2. 数据库与web是分开在不同服务器上！

++++++++++++++++++++++++++++++++++++++++++++++++++++++++++++++++++++++

第四部分：mysql主从部署

mysql主从相对比较简单，不过多讲解！
1.主服务器和从服务器上安装的MySQL最好版本一致，从版本可以高于主.
mysql> select version();
+------------+
| version()  |
+------------+
| 5.5.12-log |
+------------+
1 row in set (0.00 sec)
我这里选择5.5.12!

2.在主服务器上为从服务器设置一个连接账户
mysql> grant replication slave,replication client on *.* to rep@"192.168.8.41" identified by "rep";

3. 执行FLUSH TABLES WITH READ LOCK 进行锁表
mysql> FLUSH TABLES WITH READ LOCK;

4. 让客户程序保持运行，发出FLUSH TABLES语句让读锁定保持有效。(如果退出客户程序，锁被释放）。进入主服务器的数据目录，然后执行命令:
在主上操作：
shell> tar zcf /tmp/mysql.tgz /data/mysql/data
shell> scp /tmp/mysql.tgz 192.168.8.41:/tmp/
在从上操作：
shell> tar zxf /tmp/mysql.tgz /data/mysql/data
注意：对于主服务器没有数据时没必须以是3和4步骤！

读取主服务器上当前的二进制日志名（File）和偏移量值(Position)，并记录下来：
mysql> SHOW MASTER STATUS;
+---------------+----------+--------------+------------------+
| File       | Position | Binlog_Do_DB | Binlog_Ignore_DB |
+---------------+----------+--------------+------------------+
| binlog.000011 |    349 |             |                |
+---------------+----------+--------------+------------------+
1 row in set (0.03 sec)

取得快照并记录日志名和偏移量后(POS)，可以在主服务器上重新启用写活动：
mysql> UNLOCK TABLES;

5. 确保主服务器主机上my.cnf文件的[mysqld]部分包括一个log_bin选项
[mysqld]
log_bin=mysql-bin
server-id=1

6. 停止用于从服务器的服务器并在其my.cnf文件中添加下面的行：
[mysqld]
replicate-ignore-db = mysql
replicate-ignore-db = test
replicate-ignore-db = information_schema
server-id=2

7.如果对主服务器的数据进行二进制备份，启动从服务器之前将它复制到从服务器的数据目录中。
确保对这些文件和目录的权限正确。服务器 MySQL运行的用户必须能够读写文件，如同在主服务器上一样。

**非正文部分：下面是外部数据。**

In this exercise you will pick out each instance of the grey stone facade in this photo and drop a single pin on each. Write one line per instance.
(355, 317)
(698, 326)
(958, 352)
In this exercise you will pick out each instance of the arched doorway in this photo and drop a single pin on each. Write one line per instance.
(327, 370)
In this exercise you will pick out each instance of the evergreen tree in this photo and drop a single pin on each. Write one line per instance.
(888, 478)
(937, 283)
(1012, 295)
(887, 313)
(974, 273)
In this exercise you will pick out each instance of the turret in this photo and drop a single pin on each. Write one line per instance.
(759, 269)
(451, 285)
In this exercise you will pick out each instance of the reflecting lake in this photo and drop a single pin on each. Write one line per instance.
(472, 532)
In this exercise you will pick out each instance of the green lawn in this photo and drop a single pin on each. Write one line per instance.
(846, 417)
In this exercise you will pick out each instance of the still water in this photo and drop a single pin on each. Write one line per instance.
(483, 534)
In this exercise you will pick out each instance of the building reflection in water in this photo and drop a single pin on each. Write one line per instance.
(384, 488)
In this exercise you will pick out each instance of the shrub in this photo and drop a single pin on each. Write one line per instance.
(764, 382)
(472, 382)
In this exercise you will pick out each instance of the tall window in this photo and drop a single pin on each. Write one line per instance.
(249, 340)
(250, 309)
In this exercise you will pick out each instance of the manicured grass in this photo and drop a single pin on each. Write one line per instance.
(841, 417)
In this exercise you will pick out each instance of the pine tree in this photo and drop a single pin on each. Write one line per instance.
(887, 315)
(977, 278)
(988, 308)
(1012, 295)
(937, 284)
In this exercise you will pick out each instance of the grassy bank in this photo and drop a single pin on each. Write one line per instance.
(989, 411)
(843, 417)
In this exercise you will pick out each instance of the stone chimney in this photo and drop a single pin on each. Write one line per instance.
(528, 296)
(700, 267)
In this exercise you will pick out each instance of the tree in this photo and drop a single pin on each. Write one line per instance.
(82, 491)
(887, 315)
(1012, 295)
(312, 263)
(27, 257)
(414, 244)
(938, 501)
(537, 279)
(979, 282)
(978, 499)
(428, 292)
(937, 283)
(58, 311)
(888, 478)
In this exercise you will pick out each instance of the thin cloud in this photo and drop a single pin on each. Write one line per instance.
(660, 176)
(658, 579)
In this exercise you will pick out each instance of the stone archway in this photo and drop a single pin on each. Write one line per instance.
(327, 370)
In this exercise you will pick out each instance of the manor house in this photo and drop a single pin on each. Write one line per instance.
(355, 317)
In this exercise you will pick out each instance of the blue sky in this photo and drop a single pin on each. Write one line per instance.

8. 用--skip-slave-start选项启动从服务器，以便它不立即尝试连接主服务器。(可选操作)

9. 在从服务器上执行下面的语句:
mysql>change master to MASTER_HOST='192.168.8.40', MASTER_USER='rep', MASTER_PASSWORD='rep', MASTER_LOG_FILE='binlog.000011', MASTER_LOG_POS=349;

9. 启动从服务器线程：
mysql> START SLAVE；

10．验证部署是否成功
mysql> SHOW slave status \G
*************************** 1. row ***************************
            Slave_IO_State: Waiting for master to send event
               Master_Host: 192.168.8.40
               Master_User: rep
               Master_Port: 3306
            Connect_Retry: 60
            Master_Log_File: binlog.000011
      Read_Master_Log_Pos: 349
            Relay_Log_File: relaylog.000002
            Relay_Log_Pos: 250
      Relay_Master_Log_File: binlog.000011
         Slave_IO_Running: Yes
         Slave_SQL_Running: Yes
            Replicate_Do_DB:
      Replicate_Ignore_DB: mysql,test,information_schema
         Replicate_Do_Table:
   Replicate_Ignore_Table:
   Replicate_Wild_Do_Table:
  Replicate_Wild_Ignore_Table:
               Last_Errno: 0
               Last_Error:
               Skip_Counter: 0
      Exec_Master_Log_Pos: 349
            Relay_Log_Space: 399
            Until_Condition: None
            Until_Log_File:
            Until_Log_Pos: 0
         Master_SSL_Allowed: No
         Master_SSL_CA_File:
         Master_SSL_CA_Path:
            Master_SSL_Cert:
         Master_SSL_Cipher:
            Master_SSL_Key:
      Seconds_Behind_Master: 0
Master_SSL_Verify_Server_Cert: No
            Last_IO_Errno: 0
            Last_IO_Error:
            Last_SQL_Errno: 0
            Last_SQL_Error:
  Replicate_Ignore_Server_Ids:
         Master_Server_Id: 1
1 row in set (0.03 sec)

当Slave_IO_Running和Slave_SQL_Running都显示Yes的时候,表示同步成功。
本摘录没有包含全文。